Die Novelle des Landesdatenschutzgesetzes wird deshalb im Übrigen auch vorsehen, dass die Aufsichtsbehörde für den Datenschutz dem Landtag künftig einen Tätigkeitsbericht vorlegen muss,

(Abg. Bebber SPD: Sehr löblich!)

wie es von Ihnen, Herr Kollege Bebber, bei der Diskussion des letzten Datenschutzberichts angesprochen worden ist – ich spreche jetzt vom nicht öffentlichen Bereich –, und zwar beginnend ab dem Jahr 2001.

Die Novellierung – damit komme ich zu dem, was so schön „Ausblick“ genannt wird – des Landesdatenschutzgesetzes fällt in eine Zeit des rasanten technologischen

Umbruchs und der Umgestaltung unserer Gesellschaft in Richtung einer Informations- und Kommunikationsgesellschaft. Diese Umgestaltung umfasst – wer hätte das gedacht? – auch die öffentliche Verwaltung. Sie wirft allerdings auch neue Fragen zum Datenschutz auf und erfordert neue Antworten. Wir sind uns bewusst, dass diese Novellierung angesichts der aktuellen Problematik, die ja noch in einem sehr dynamischen Prozess begriffen ist, nur ein Zwischenschritt ist. Wir wollen aber diesen Zwischenschritt wegen der erwähnten zeitlichen Vorgaben der EURichtlinie nicht weiter hinauszögern; wir dürfen das ja auch nicht. Wir werden aber die weitere Entwicklung des Datenschutzes, insbesondere im Telemedienbereich, für den der Bund zuständig ist, sorgfältig verfolgen und zu gegebener Zeit die notwendigen Schlussfolgerungen auch für den Datenschutz in der öffentlichen Verwaltung des Landes zu ziehen haben.

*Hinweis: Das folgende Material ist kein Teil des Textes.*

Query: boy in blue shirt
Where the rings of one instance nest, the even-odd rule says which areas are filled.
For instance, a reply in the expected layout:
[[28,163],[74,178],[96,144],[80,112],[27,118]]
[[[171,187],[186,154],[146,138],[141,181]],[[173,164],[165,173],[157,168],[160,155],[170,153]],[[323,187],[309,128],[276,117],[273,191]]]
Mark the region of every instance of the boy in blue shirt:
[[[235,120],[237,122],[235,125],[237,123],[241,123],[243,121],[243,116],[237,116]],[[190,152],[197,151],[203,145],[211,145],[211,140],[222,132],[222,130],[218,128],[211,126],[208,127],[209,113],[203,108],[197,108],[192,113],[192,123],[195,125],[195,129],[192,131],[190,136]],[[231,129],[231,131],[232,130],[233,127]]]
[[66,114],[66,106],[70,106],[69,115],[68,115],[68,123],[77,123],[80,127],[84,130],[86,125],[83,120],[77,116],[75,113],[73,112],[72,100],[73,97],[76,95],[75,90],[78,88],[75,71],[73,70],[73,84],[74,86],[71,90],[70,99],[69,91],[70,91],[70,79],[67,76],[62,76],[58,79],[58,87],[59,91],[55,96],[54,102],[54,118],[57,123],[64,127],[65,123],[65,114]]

Ich persönlich hoffe, dass diese Novellierung breiten Konsens findet. Die politischen Dissensfragen, die es beim Thema Datenschutz geben kann, sind nach meiner Einschätzung eigentlich auf einem Minimum gehalten. Ich glaube deshalb summa summarum, dass wir mit diesem Gesetzentwurf auf dem richtigen Weg sind.

Danke schön.

(Beifall bei der CDU und der Abg. Beate Fauser FDP/DVP)

Das Wort hat Herr Abg. Bender.

Herr Präsident, verehrte Kolleginnen und Kollegen! Der von der Landesregierung eingebrachte Gesetzentwurf zur Änderung des Landesdatenschutzgesetzes dient, wie wir vom Herrn Innenminister gehört haben, in erster Linie der Umsetzung der EURichtlinie vom 24. Oktober 1995 zum Schutz natürlicher Personen bei der Verarbeitung personenbezogener Daten und zum freien Datenverkehr. Ziel und Zweck dieser EURichtlinie wurden vom Herrn Innenminister sehr ausführlich und sehr präzise dargelegt. Es ist müßig, das zu wiederholen.

(Abg. Hauk CDU: Deshalb lassen wir es bleiben! – Abg. Brechtken SPD: Dem können wir zustim- men!)